Making Pipelines Fast
Slow pipelines get bypassed. If your security scanning adds 15 minutes to every PR, engineers will find ways around it. Speed matters.
Parallelize everything that can be parallelized. SAST, SCA, secret scanning, and IaC scanning can all run simultaneously. There's no reason for them to be sequential.

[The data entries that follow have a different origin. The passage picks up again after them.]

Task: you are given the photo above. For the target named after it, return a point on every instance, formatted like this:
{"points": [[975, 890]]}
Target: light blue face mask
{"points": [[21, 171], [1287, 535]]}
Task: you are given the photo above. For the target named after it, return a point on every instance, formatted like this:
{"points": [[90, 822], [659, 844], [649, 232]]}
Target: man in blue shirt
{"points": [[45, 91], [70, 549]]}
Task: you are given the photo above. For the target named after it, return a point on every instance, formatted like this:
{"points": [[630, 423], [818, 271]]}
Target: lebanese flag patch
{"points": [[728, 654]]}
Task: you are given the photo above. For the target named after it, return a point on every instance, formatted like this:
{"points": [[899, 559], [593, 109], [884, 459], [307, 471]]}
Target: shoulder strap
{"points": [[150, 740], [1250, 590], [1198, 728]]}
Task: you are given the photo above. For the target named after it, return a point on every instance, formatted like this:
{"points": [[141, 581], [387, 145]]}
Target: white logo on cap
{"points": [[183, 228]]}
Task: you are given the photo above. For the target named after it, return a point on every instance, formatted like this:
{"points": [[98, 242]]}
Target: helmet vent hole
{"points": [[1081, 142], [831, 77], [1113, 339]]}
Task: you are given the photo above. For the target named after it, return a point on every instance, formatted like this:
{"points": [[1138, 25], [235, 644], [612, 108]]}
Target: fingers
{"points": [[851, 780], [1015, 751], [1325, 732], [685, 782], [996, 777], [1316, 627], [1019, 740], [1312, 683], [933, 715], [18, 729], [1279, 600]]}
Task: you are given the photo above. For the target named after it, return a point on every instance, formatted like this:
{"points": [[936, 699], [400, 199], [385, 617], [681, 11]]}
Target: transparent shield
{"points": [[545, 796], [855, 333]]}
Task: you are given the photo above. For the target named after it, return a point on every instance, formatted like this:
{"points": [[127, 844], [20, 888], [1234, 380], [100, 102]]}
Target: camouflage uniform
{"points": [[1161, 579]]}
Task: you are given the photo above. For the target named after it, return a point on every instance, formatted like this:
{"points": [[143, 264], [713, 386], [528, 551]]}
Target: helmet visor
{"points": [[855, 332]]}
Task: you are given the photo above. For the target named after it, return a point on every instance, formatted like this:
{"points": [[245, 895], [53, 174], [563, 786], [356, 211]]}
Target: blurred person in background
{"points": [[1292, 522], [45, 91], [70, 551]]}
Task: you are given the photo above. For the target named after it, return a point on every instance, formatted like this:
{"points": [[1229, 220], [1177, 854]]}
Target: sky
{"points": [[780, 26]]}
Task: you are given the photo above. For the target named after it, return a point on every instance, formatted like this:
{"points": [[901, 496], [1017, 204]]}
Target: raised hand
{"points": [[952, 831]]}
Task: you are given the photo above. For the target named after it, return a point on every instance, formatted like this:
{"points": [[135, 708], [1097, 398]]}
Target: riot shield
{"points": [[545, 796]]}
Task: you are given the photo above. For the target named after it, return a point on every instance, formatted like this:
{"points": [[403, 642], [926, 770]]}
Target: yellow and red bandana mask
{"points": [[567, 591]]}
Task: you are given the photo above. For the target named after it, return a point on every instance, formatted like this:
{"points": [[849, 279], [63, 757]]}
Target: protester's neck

Fail fast on high-confidence checks. Secret scanning and hardcoded credential checks are fast and high-confidence. Run them first. If they fail, fail immediately rather than waiting for all other checks to complete.
Cache tool installations. Downloading and installing semgrep, trivy, checkov on every pipeline run is wasteful. Cache the binaries. Most CI platforms have caching mechanisms for this.
Scope scans to changed files where possible. On pull requests, some tools can scan only the changed files rather than the entire codebase. This is faster and often produces more signal than a full scan.
# GitHub Actions: scan only changed files with Semgrep - name: Get changed files id: changed-files uses: tj-actions/changed-files@v41 with: files: | **/*.py **/*.js **/*.ts - name: Run Semgrep on changed files if: steps.changed-files.outputs.any_changed == 'true' run: | semgrep --config=auto ${{ steps.changed-files.outputs.all_changed_files }}
Visibility and Metrics
The pipeline is only valuable if you can see what it's doing over time. Track:
- Gate hit rate — how often each gate blocks a merge
- False positive rate — how often blocked merges are suppressed/overridden
- Mean time to remediation — how long findings sit open
- Finding introduction rate — how many new findings per week, trending up or down
These metrics tell you whether your gates are calibrated correctly. A gate that fires on 0.1% of merges might be too lenient. A gate that fires on 30% of merges is probably too noisy. The goal is high signal, low noise.
The Real Win
Here's what a well-designed security pipeline actually gives you: the security team stops being the bottleneck and starts being the rule-writer. Instead of reviewing every deployment, you're writing policies. Instead of chasing individual developers, you're improving the system that catches problems automatically.
Developers get faster feedback than any human review process can provide. Security gets consistent enforcement without manual labor. The pipeline enforces the contract between security requirements and engineering practice.
Takeaway: Pipelines are policy engines. Design them deliberately — graduated enforcement, clear failure messages, fast execution, and an exception mechanism that requires justification. Done right, security pipelines make developers more capable, not less. Done wrong, they're just a new form of security theater that adds noise without reducing risk.